Two things did lift Mae Shan’s spirits. The first was that she had been able to pick out the red roof of Uncle Lien’s house from the top of the last hill. The second was that no smoke rose from Huaxing, except for the benign white vapor from cooking fires.
The river itself was crowded with traffic. Boats of all sizes raced down its course, heading for the coast with all the sail they could raise. Mae Shan wondered where they were from and where they were bound, and if they knew for certain there was safety where they went. Uncertainty was beginning to tire her more than the journey, and she longed for answers.
They were almost alone on the hillside now. Most of the other refugees had chosen to flee deeper inland rather than take their chances on the river or at a town so close to the Heart. Or perhaps they had just been faster than Mae Shan and her charge, because although it was the middle of the day, Huaxing’s gates were shut fast. Mae Shan, however, saw ordered movement on the battlements. This told her that unlike in T’ien, the guards here had not yet abandoned their posts.
She also saw, as they drew closer, that those same guards were armed with bows, and the four men on either side of the gate were stationed with arrows already nocked.
“Mistress, wait here,” she said, pointing to a tangle of bushes at the roadside outside bow range. “Do not come until I call.”
Tsan Nu’s, Anna’s, eyes went dim for a moment and Mae Shan wondered if the child was speaking to the father, or the father to the child, and what was being said. Whatever it was, her mistress ducked obediently behind the bush, crouching down so as not to be seen.
Well enough
.
Mae Shan unslung her bundles and laid them beside those same bushes, certain the guards on the walls marked her movements. Then, unarmed and alone she walked down the center of the road to the gate.

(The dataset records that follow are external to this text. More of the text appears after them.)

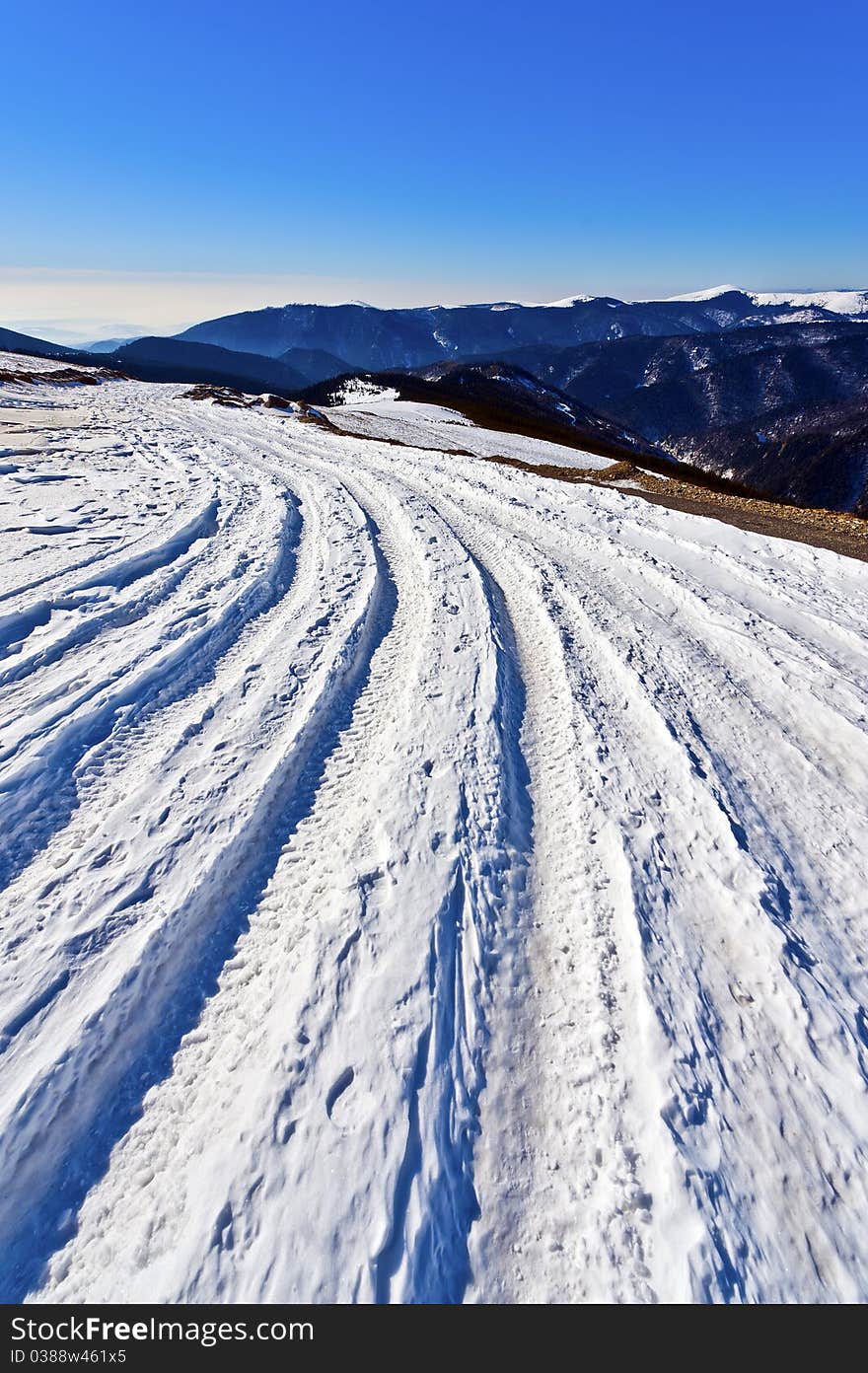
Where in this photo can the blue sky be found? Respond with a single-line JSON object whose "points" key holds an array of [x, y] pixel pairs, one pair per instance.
{"points": [[165, 162]]}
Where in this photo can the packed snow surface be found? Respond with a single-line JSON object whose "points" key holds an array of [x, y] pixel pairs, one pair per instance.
{"points": [[422, 880]]}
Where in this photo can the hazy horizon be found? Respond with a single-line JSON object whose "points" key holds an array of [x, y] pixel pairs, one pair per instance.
{"points": [[81, 308], [168, 165]]}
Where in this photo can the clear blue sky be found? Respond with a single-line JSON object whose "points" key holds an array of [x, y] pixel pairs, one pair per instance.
{"points": [[447, 150]]}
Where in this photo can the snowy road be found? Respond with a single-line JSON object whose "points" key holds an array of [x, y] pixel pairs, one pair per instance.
{"points": [[420, 880]]}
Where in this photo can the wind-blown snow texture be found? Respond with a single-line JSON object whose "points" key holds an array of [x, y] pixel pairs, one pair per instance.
{"points": [[422, 880]]}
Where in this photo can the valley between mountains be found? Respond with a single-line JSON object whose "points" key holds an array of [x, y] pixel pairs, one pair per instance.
{"points": [[422, 880]]}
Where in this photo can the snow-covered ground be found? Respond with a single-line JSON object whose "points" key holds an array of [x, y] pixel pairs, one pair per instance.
{"points": [[422, 880], [448, 431]]}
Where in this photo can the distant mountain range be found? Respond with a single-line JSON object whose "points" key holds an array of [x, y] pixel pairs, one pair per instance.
{"points": [[366, 336], [768, 389]]}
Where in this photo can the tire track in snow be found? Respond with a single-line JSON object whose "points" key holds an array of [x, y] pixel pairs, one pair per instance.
{"points": [[426, 1254], [129, 1046]]}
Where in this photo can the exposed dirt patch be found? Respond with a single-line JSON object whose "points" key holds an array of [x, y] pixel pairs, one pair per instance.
{"points": [[840, 533]]}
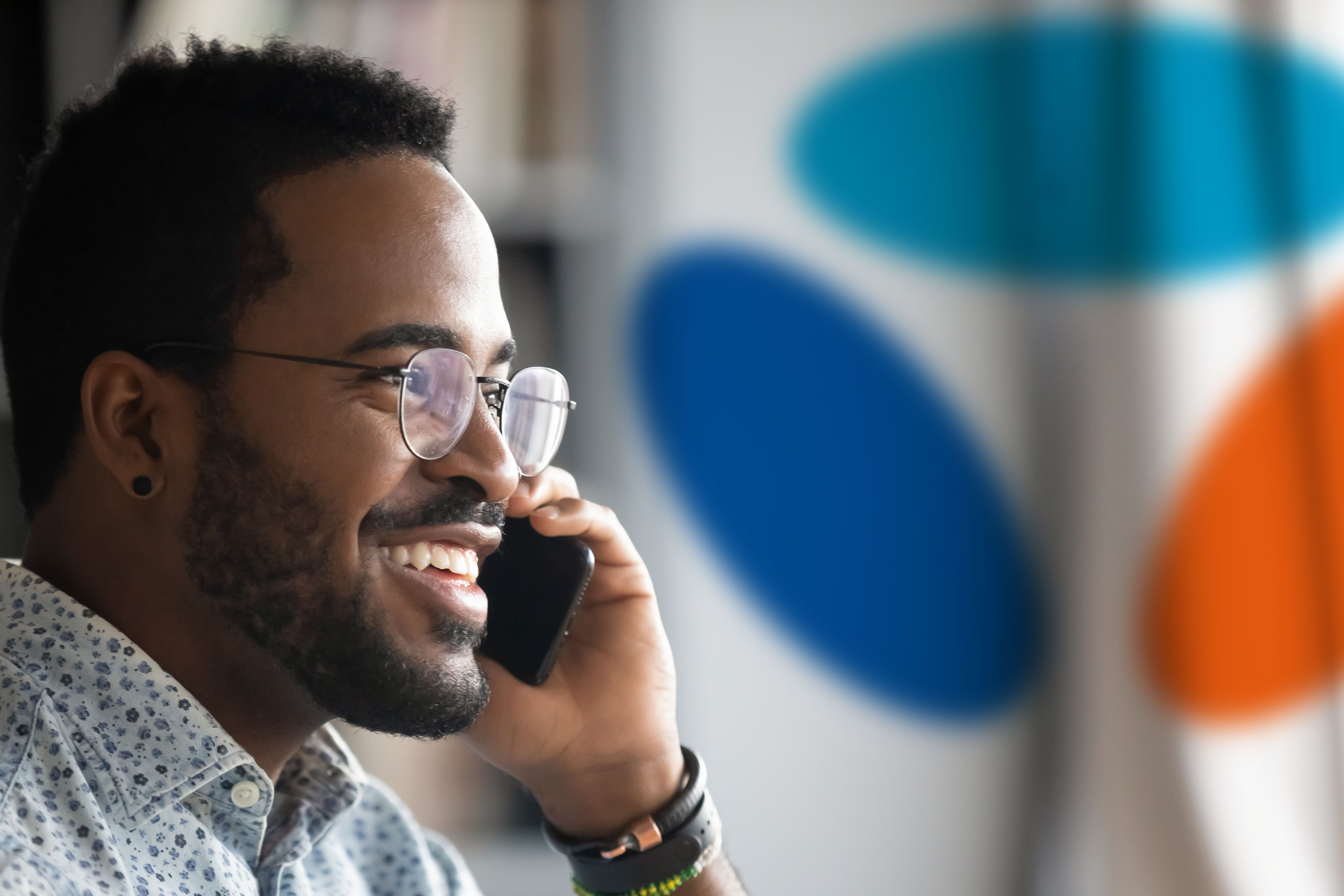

“Stop there!” cried one of the guards on the left side of the gate when she drew within hail. “State your business!”
Mae Shan halted as she was ordered. “Lieutenant Mae Shan Jinn of the Heart’s Own Guard stationed at the Autumn Palace at the pleasure and the service of the Son of Heaven and Earth.”
Even from where she stood, she could see the man’s jaw drop.
“You lie!” he roared. “No one survived from the Heart!”
“I did, as did my mistress.” She held up her left hand. “I can show you my ring of service as proof.”
The officer turned and said something to his subordinates that Mae Shan could not hear. Then he and another disappeared from the battlements in order to emerge from a side portal. Mae Shan stayed where she was and let them come to her. Their armor was brown and edged with green. The officer wore a green sash and his subordinate a brown one. The subordinate still had his bow at the ready. Mae Shan did not move except to lower her hand so they might see her sigil ring. She hoped they would decide to admit they recognized it. Sneaking into Huaxing once they were refused entry at the gate would not be an adventure to look forward to.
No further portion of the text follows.